Slot machines “truccate”, maxi sequestro della Guardia di Finanza
Il gestore, di Olgiate Olona, aveva fatto in modo che non risultassero le giocate. Sotto esame 80 apparecchi
La Guardia di Finanza di Busto Arsizio, in collaborazione con i comandi provinciali di Milano e Verbania, ha sequestrato ottanta “apparecchi di intrattenimento”, vale a dire le tradizionali slot machines che ormai si trovano in molti locali pubblici. L’operazione di polizia giudiziaria ha interessato diciotto località, in provincia di Milano e Verbania; le “macchinette” erano tutte di proprietà di un unico gestore con sede a Olgiate Olona. I locali dell’azienda ad Olgiate Olona sono stati perquisiti dagli agenti della Guardia di Finanza ed è stato così possibile accertare che le slot macchine installate in quaranta pubblici esercizi erano prive del necessario nulla osta d’esercizio, oppure, in altri casi, erano accompagnate da falsi nulla osta; il gestore delle macchinette ha tentato di distruggere la documentazione ma i militari sono comunque riusciti a recuperarla e a sequestrarla. Altre slot machines erano state manomesse allo scopo di non fare risultare la giocata realmente effettuata e quindi il dovuto prelievo erariale. Il gestore degli apparecchi è stato denunciato alla competente autorità giudiziaria per appropriazione indebita, falsità materiale e frode informatica.

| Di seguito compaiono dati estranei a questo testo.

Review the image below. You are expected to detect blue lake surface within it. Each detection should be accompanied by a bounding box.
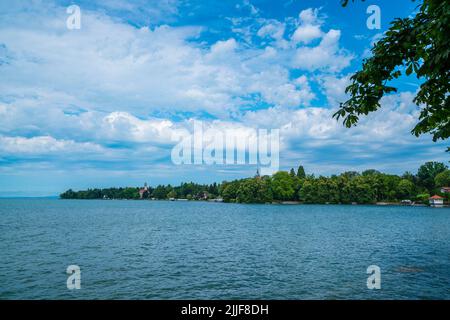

Le indagini svolte dalle Fiamme Gialle di Busto Arsizio hanno sinora consentito di accertare che alle slot machines sequestrate erano state effettuate, nell’ultimo anno, giocate per almeno € 4.700.000 in ordine alle quali sono ancora in corso accertamenti necessari a stabilire se siano state erogate le previste vincite e se siano stati osservati gli adempimenti di natura fiscale obbligatori per il gestore e per gli esercenti dei luoghi d’installazione: la cifra sottratta all’erario potrebbe aggirarsi intorno ai 1.300.000 euro.
Per quanto riguarda invece l’installazione abusiva è prevista l’applicazione di sanzioni massime sino a € 400.000 nonché la possibile chiusura degli esercizi e la confisca degli apparecchi.